PR - Eu acredito que sim. Angola pode ser mais bem utilizada, entre aspas, no sentido de falar com todos, porque nós temos essa capacidade. Estamos bem com qualquer um deles, não obstante termos a nossa opinião, por exemplo, em relação à agressão russa à Ucrânia.
CNN PORTUGAL - Mas mantém boas relações com a Rússia?
PR – Mantemos, com certeza. Uma relação de muitas décadas não se rompe assim de um dia para o outro. O que há de bom em nós é que temos tido a coragem de, olhos nos olhos, dizermos aos nossos amigos que “vocês estão bem ou vocês estão errados”. E entre amigos deve ser assim.
CNN PORTUGAL - E tem feito isso com Vladimir Putin?
PR - Com certeza, que temos feito isso. Temos feito isso, quer no contacto directo, quer mesmo em declarações públicas, que todos ouvem, inclusivamente eles próprios. Angola pauta por manter boas relações, de preferência com todos os países do mundo. Desde que não haja razões para deixar de ser assim, a nossa diplomacia continuará a actuar desta forma.

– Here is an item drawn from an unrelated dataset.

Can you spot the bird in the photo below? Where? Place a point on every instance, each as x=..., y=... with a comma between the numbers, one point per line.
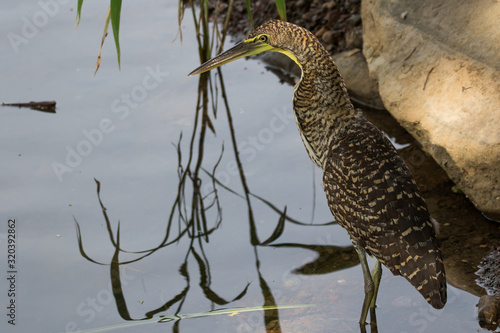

CNN PORTUGAL - Angola tem também um papel muito importante na pacificação necessária de África, que tem sido difícil e complicada. Tem no seu currículo uma recente vitória. O que é que é preciso fazer de forma decidida para que este continente, finalmente, encontre uma paz muito mais alargada?
PR - Em primeiro lugar, precisamos ter mais coragem para apontar, condenar todos aqueles que contribuem de forma negativa para a paz e segurança do nosso continente. Alguns dos promotores das guerras alegam ter as suas razões. Nós temos que ouvi-los. Não podemos deixar de ouvi-los. E é assim que, por exemplo, em relação aos países do Sahel, que até se retiraram da União Africana, com alguns deles - três ou quatro pelo menos -, agora na minha presidência da União Africana, estamos a restabelecer os contactos. Estou a referir-me ao Níger, Burkina Faso, Mali e à Guiné. Entendemos que, se cometeram erros ou não, eles não deixam de ser países africanos. Continuam a ser países africanos e a União Africana tem de olhar para todos, sem distinção, condenando evidentemente ali onde é preciso condenar e procurando puxar para que eles regressem à normalidade constitucional, a exemplo do que acabou de acontecer com a República do Gabão.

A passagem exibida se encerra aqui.